The MLOps reference architecture is a set of open-source tools carefully chosen to ease user experience of experimenting and deploying machine learning models.
In this repository, we provide these applications as Terraform modules with which the user will be able to install them into a Kubernetes cluster. The tools we provide are the following:
- Prefect for data flow automation
- Jupyter Hub for experimenting lab
- Dask for distributed computing
- Feast for Feature Store and Serving
- MLFlow for model registry and experiment tracking
- Seldon for model deployment
With the Jupyter Hub, we enabled a multi-user environment in which each of them can spawn a Jupyter server to do their experiments. Users can work on different environments being able to install any library necessary to meet their needs.
We provide a default Jupyter server image that comes with most of the data science packages installed. Users can use their own Jupyter server images as well.

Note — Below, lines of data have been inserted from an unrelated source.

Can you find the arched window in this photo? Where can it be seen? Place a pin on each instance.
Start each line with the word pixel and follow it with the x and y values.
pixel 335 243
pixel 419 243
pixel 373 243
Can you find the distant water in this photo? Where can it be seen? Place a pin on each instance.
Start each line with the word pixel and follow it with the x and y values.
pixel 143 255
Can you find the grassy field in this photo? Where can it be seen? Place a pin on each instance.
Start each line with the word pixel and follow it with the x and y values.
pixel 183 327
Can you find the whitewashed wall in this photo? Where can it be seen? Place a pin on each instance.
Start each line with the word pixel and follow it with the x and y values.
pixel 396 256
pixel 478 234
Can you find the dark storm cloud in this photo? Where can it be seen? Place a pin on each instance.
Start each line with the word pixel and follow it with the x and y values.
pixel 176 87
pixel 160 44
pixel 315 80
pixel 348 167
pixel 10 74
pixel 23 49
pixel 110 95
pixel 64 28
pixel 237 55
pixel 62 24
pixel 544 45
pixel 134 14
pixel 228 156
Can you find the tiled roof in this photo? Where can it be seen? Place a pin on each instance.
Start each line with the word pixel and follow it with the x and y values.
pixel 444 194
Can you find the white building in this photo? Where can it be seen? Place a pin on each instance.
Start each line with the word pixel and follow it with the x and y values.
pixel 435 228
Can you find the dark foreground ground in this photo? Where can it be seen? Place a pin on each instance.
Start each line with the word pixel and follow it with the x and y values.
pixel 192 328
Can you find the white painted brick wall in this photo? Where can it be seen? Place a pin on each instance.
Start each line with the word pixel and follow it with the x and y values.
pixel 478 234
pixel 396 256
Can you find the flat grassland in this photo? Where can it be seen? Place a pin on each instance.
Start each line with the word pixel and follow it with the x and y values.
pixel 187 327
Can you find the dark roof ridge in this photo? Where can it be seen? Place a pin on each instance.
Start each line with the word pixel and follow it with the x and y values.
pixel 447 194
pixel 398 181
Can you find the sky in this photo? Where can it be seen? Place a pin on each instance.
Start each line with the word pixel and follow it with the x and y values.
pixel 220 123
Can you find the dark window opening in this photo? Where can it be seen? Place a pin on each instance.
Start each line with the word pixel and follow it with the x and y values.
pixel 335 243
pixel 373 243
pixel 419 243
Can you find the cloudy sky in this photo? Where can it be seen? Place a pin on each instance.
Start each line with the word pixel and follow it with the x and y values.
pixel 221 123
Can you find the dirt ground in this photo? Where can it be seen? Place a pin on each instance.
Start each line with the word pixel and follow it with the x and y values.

Below we provide a lists of the configurable parameters available and their default values.
Parameter (* required parameter) | Description | Default |
---|---|---|
jupyterhub_namespace |
Namespace to install jupyterhb | jhub |
The proxy receives the requests from the client’s browser and forwards all requests to the Hub. In the JupyterHub docs you can find a more in-depth explanation.
* Required parameters
Parameter | Description | Default |
---|---|---|
jhub_proxy_https_enabled |
Indicator to set whether HTTPS should be enabled or not on the proxy | false |
jhub_proxy_https_hosts |
You domains in list form. Required for automatic HTTPS | [] |
jhub_proxy_secret_token * |
A 32-byte cryptographically secure randomly generated string used to secure communications between the hub and the configurable-http-proxy (for example, generated by openssl rand -hex 32 ) |
nil |
jhub_proxy_https_letsencrypt_contact_email |
The contact email to be used for automatically provisioned HTTPS certificates by Let’s Encrypt | "" |
JupyterHub’s OAuthenticator has support for enabling your users to authenticate via a third-party OAuth2 identity provider such as GitHub.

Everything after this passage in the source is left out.